Fees on the largest DeFi lending protocols and decentralized exchanges fell as much as 65%, a broad contraction that lenders and credit market operators attribute to debt unwinding after the early June sell-off, rather than a structural break in on-chain lending.
Seven-day rolling fees on Aave V3, TVL’s largest decentralized lending protocol, are down 60% from the previous period to $6.72 million per DefiLlama. Morpho Blue’s fees fell 60% to $3.27 million and Maple Finance’s fees fell 59% to $1.25 million. The drop was just as steep on the exchanges, with Uniswap V3 fees falling 57% to $3.74 million and Curve DEX falling 65% to $891,000.
The weekly numbers look like a route. The 30-day figures do not. In the following month, Morpho Blue’s rates increased by 23%, Maple’s by 49%, Uniswap V3’s by 27% and Curve’s by 71%, DefiLlama data shows. The gap between a steep weekly decline and a higher monthly decline indicates a debt reset.

Fees for onchain variable rate lending and trading platforms move with the amount of leverage and risk appetite in the system.
The week against which the contraction is measured included the early June sell-off and one of the toughest liquidation days of the year, when unwinding positions and rising interest rates generate excessive fees, Himanshu Sahay, co-founder of Arch Network, a fixed-rate onchain lending platform, said in rejecting the framework outright.
“Crash weeks generate excessive fees as debt levels decline and loan rates rise. This past week was the quieter, tapered aftermath, so the equation reads like a collapse as it gets closer to a mean reversal,” Sahay said.
The mechanism is structural to the product, he added: “Fees for these protocols track how much leverage there is in the system, so as usage drops, rates and fees drop along with it. That sensitivity is a natural tradeoff of onchain variable rate credit.”

The carry-trade compression
The reason that the contraction hit all cohorts at the same time is familiar to anyone who looks at traditional credit. Returns are a function of what borrowers can do profitably with capital, not just how much is available to lend, says Misha Putiatin, co-founder of Symbiotic, a collateral markets platform.
“Borrowers pay interest because they expect to deploy that capital in strategies that generate higher returns, a so-called carry trade. Right now, there is still a large amount of capital available to borrow, but there are fewer attractive, scalable opportunities to deploy borrowed money, especially as liquidity providers are generally risk averse after the KelpDAO hack and STRC-depeg,” Putiatin said.
When the supply of loanable capital exceeds productive demand, Putiatin said, borrowing costs fall and loan returns shrink.
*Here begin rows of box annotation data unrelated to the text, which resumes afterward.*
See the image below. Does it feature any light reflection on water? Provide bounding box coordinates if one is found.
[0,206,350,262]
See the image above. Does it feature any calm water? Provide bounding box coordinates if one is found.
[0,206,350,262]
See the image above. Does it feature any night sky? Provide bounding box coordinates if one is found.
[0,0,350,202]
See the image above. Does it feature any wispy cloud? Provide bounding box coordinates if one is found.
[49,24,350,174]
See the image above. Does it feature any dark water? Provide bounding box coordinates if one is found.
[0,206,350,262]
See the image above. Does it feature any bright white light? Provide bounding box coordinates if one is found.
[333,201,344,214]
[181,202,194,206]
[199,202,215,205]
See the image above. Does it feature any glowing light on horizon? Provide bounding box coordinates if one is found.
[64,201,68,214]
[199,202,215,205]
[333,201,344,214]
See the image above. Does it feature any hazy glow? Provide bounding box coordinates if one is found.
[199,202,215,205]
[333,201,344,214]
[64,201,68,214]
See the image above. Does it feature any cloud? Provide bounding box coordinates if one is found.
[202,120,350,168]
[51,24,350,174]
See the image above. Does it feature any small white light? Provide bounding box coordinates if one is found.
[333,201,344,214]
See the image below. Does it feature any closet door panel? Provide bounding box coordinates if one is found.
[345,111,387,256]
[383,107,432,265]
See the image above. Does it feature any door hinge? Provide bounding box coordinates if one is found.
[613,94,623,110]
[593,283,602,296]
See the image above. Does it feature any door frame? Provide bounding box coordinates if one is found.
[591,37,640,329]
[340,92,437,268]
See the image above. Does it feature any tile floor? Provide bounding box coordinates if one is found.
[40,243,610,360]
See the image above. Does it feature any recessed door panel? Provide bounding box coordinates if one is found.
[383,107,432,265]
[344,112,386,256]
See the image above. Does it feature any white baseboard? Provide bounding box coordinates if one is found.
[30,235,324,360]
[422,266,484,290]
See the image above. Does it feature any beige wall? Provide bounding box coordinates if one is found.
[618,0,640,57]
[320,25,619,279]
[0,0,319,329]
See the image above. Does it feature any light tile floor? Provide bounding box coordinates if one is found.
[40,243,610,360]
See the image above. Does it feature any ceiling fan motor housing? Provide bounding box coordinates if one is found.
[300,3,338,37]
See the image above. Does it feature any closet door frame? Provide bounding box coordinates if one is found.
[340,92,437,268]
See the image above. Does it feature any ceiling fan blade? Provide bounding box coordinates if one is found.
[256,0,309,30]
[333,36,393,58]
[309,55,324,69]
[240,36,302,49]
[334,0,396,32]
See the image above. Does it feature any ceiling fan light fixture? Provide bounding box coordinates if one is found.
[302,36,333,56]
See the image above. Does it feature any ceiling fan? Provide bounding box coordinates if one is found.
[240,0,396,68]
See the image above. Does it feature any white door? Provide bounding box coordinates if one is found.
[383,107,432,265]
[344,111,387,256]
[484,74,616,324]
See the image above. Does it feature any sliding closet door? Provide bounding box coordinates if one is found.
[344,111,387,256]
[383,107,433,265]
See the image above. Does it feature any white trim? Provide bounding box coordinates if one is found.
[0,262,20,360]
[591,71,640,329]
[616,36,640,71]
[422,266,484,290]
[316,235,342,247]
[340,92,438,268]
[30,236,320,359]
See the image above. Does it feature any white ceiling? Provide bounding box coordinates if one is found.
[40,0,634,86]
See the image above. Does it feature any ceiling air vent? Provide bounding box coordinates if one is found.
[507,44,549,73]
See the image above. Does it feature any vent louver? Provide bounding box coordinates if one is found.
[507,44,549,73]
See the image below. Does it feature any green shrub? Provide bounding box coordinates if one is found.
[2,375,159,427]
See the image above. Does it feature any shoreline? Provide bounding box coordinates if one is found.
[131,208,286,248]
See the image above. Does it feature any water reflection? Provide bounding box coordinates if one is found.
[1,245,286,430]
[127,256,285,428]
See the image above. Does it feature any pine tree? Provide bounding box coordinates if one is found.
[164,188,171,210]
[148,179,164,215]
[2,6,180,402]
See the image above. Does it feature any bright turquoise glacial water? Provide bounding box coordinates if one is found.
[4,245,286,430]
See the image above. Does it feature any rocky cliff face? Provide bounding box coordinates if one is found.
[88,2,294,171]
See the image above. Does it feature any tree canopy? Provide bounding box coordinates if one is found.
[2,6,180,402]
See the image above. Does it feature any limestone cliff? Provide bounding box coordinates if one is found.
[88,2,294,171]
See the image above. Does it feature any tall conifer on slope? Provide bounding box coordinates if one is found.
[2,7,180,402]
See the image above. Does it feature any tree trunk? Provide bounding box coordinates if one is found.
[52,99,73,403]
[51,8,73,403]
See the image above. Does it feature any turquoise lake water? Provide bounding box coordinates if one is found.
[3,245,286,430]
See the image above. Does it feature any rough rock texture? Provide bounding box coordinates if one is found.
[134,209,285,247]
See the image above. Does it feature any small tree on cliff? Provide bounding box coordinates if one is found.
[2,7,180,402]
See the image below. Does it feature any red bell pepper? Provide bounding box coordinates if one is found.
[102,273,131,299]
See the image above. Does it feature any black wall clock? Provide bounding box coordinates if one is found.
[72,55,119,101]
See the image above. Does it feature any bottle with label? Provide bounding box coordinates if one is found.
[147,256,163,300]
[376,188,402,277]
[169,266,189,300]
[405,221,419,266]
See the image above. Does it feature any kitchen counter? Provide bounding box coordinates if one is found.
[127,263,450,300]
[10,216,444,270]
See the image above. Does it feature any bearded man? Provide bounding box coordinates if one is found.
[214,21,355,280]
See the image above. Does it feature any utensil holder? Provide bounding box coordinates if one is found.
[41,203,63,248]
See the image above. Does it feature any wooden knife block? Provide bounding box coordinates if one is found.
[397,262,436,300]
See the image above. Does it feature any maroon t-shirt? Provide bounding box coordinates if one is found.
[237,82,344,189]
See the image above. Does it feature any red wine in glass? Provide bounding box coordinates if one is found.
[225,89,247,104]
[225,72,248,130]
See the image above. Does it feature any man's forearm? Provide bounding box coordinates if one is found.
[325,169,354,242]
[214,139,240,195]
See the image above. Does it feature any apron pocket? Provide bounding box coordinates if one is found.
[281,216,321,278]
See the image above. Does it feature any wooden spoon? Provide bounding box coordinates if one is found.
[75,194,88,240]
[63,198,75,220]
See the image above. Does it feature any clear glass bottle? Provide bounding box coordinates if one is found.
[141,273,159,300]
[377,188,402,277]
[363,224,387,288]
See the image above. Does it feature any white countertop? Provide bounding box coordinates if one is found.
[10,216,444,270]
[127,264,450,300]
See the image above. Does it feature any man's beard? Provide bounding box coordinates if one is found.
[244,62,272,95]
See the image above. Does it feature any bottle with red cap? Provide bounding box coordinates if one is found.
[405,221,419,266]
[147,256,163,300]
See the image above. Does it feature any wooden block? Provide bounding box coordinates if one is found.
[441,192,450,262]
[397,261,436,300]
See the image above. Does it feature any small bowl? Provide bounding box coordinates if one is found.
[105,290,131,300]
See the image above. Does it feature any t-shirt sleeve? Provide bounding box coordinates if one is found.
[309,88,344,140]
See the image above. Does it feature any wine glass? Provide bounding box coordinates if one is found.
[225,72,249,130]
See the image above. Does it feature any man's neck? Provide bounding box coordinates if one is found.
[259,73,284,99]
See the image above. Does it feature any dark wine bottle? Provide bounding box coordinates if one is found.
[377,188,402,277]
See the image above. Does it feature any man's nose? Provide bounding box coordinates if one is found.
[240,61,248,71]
The pattern explains why protocols with different architectures and borrower bases moved together: when carry opportunities dry up across the asset class, each location absorbs the same compression at about the same rate.
A leverage cycle, not a structural break
Jacopo Buriollo, founder and CEO of Megawatt Finance, which finances energy infrastructure on-chain, interprets the move similarly.
“The recent collapse in DeFi lending fees looks less like structural weakness and more like a reduction in leverage premiums,” he said. “Following the post-exploitation liquidity crisis, stablecoin lending rates normalized as capital returned and risk appetite cooled. The bigger lesson is that DeFi lending is still too dependent on reflexive leverage cycles.”
The shrinkage was not uniform, which further undermines the collapse value. SparkLend, the MakerDAO affiliated lender, fell 20.7% to $989,000 in seven-day fees. Euler V2 fell just 2.8% to $477,000. Compound V3 was the only protocol with positive momentum, rising 3.8% to $368,000. Compound’s resilience suggests its borrower base, which skews toward USDC working capital positions, has weathered the week’s deleveraging, while SparkLend’s milder decline may reflect its integration with DAI liquidity reserves.
The market does not promote structural problems. The AAVE token is up about 23% over the past seven days, per CoinGecko, while UNI is up 31%.
All three operators pointed beyond the leverage cycle to real-world assets as the next source of onchain returns.
“The next phase of sustainable onchain returns will come from financing productive, cash-flowing real-world assets, including energy infrastructure, where returns are driven by economic activity and not just speculative loan demand,” Buriollo said. Putiatin made the same argument, arguing that the sector is “much better positioned to find our footing as new sources of returns come on board from RWAs and other renewable sources.”